The Church, according to Vatican Council II, is “missionary” in her very nature because her founder, Jesus Christ, was the first missionary. God the Father sent God the Son into the world with a message. This message, called the Gospel or the “Good News,” is explicitly stated in John 3:16: “For God loved the world so much that He gave His only Son, so that everyone who believes in him may not die, but have eternal life.” St. Paul writes to Timothy about the Church’s mission: “God desires all men to be saved and to come to the knowledge of the truth.” (I Tim. 2:4). Thus, the evangelizing mission of the Church is essentially the announcement of God’s love, mercy, forgiveness, and salvation as these are revealed to mankind through the life, death, and Resurrection of Jesus Christ, our Lord. The Gospels show us how Jesus demonstrated this all-embracing and unconditional love of God by his life, suffering, death, and Resurrection.
Jesus, the first missionary, made a permanent arrangement for inviting all men throughout the ages to share God’s love and salvation: “Go therefore and make disciples of all nations, baptizing them in the Name of the Father and of the Son and of the Holy Spirit and teaching them to observe everything I have commanded you.” (Mt 28:19). This is why the Council Fathers of the Second Vatican Council declared that the Church of Christ “is missionary in its origin and nature.” Hence, it follows that the mission of the Church is the mission of every member of the Church, and is not reserved for the priests, the religious, and the active missionaries alone.
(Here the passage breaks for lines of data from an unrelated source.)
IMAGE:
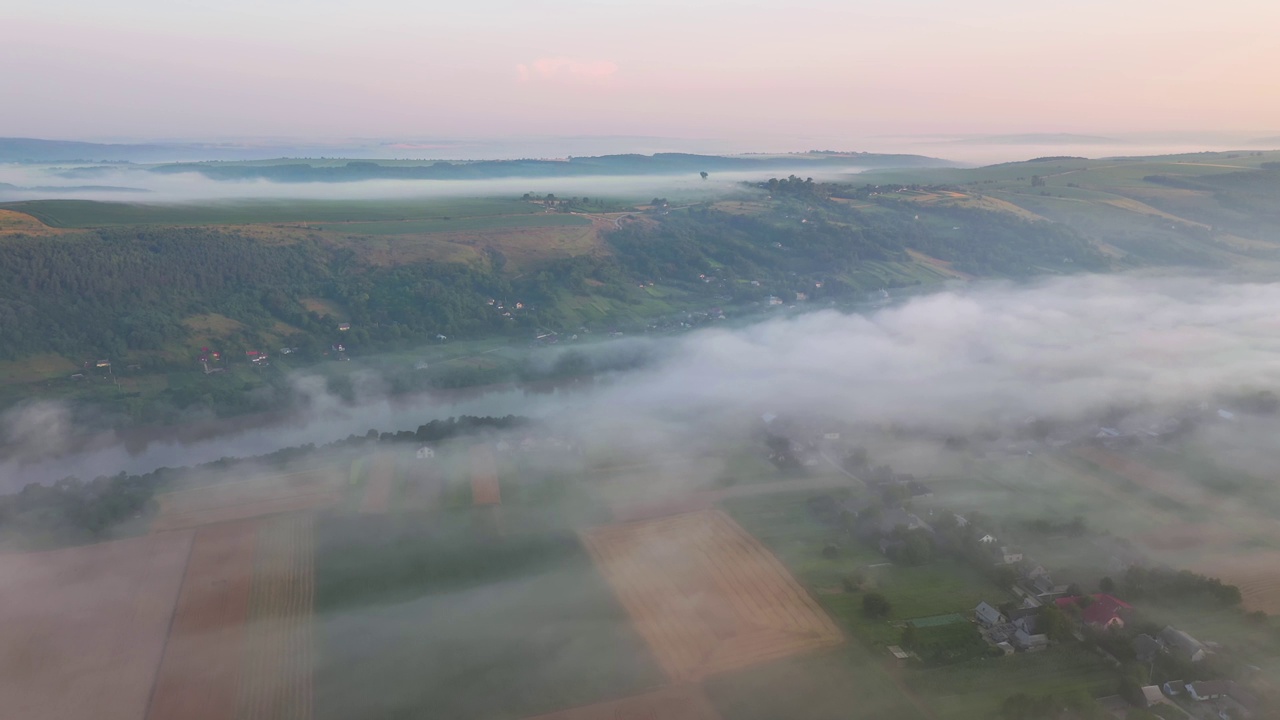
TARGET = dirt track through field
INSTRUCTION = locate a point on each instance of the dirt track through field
(705, 595)
(82, 629)
(254, 497)
(378, 488)
(200, 671)
(484, 477)
(679, 702)
(279, 647)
Thus, every Christian is a missionary with a message to share — the message of God’s love, liberation, and eternal salvation.
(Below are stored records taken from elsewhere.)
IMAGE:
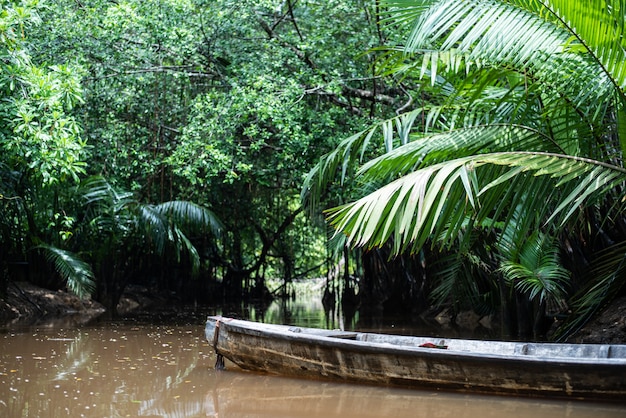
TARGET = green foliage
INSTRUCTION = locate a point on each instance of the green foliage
(75, 272)
(40, 136)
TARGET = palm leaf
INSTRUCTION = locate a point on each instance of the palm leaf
(607, 276)
(410, 209)
(492, 33)
(77, 274)
(191, 214)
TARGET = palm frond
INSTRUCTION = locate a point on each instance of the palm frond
(494, 33)
(421, 203)
(607, 276)
(535, 269)
(191, 214)
(77, 274)
(598, 26)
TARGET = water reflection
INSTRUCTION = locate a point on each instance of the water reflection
(121, 370)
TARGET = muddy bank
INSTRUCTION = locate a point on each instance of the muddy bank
(27, 304)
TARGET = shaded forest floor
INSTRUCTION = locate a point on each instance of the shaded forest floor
(27, 304)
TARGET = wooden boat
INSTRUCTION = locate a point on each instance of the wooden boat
(577, 371)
There is a striking story about one remote area in western Sudan. Expatriate missionaries, especially priests, Brothers and Sisters, had labored there for many years with few visible results. Then expatriate lay missionaries — married and single — came to that area and soon many Sudanese people became Catholics. A Sudanese elder explained: “When we saw the priests and Sisters living separately and alone we didn’t want to be like them. But when we saw Catholic families — men, women and children — living happily together, we wanted to be like them.”
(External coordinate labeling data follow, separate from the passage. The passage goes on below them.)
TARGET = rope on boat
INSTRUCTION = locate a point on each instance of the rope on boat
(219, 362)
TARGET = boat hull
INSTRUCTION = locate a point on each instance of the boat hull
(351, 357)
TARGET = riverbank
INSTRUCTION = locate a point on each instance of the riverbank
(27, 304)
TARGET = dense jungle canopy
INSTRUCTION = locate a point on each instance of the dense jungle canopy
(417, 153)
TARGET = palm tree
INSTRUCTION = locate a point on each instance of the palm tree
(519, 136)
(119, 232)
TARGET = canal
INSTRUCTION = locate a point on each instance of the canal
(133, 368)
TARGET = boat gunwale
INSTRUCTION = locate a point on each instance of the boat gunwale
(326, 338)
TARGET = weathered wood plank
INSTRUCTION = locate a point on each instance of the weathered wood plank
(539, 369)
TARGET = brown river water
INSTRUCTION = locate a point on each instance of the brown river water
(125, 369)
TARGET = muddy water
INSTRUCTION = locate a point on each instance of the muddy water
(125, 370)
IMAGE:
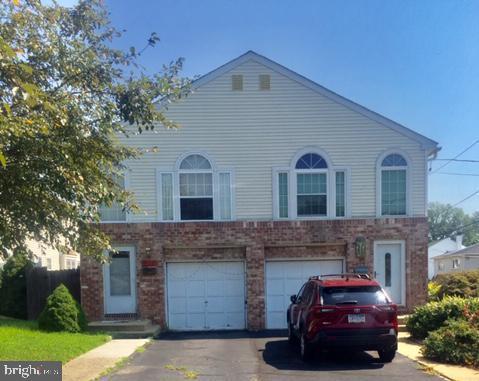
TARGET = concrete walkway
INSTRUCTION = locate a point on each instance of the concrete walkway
(92, 364)
(411, 349)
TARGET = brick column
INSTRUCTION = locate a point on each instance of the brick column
(255, 287)
(91, 280)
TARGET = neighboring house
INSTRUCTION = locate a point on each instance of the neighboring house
(446, 245)
(460, 260)
(52, 259)
(271, 179)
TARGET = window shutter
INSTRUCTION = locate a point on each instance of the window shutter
(225, 195)
(237, 82)
(281, 207)
(264, 82)
(115, 212)
(165, 196)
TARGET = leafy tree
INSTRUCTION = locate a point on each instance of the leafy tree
(65, 94)
(13, 290)
(448, 221)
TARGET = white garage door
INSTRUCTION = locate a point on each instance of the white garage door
(206, 295)
(285, 278)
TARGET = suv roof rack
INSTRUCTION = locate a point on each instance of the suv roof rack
(342, 275)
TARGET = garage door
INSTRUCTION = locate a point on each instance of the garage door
(206, 295)
(285, 278)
The most powerful means of fulfilling this goal is by living a truly Christian life — a life filled with love, mercy, kindness, compassion and a forgiving spirit. Mr. Gandhi used to say: “My life is my message.” He often challenged the Christian missionaries to observe the “apostolate of the rose.” A rose doesn’t preach. It simply radiates its fragrance and attracts everyone to it by its irresistible beauty. Hence, the most important thing is not the Gospel we preach, but the life we live. This is how the early Christians evangelized. Their Gentile neighbors used to say: “See how these Christians love one another.” The Christ they recognized and accepted was the Christ who lived in each Christian.
Prayer is the second means of missionary work. Jesus said: “Without Me you can do nothing” (John 15:5). Therefore, prayer is necessary for anyone who wishes to accept Jesus as Lord and Savior. In his message for World Mission Sunday, 2004, Pope St. John Paul II stressed the fact that the Holy Spirit would help us to become witnesses of Christ only in an atmosphere of prayer. Since missionaries are weak human beings and since witnessing to Christ through life is not easy, we need to support them by our prayers.
Hence, on this Mission Sunday, let us learn to appreciate our missionary obligation and support the Church’s missionary activities by leading transparent Christian lives, by fervent prayers, and by generous donations.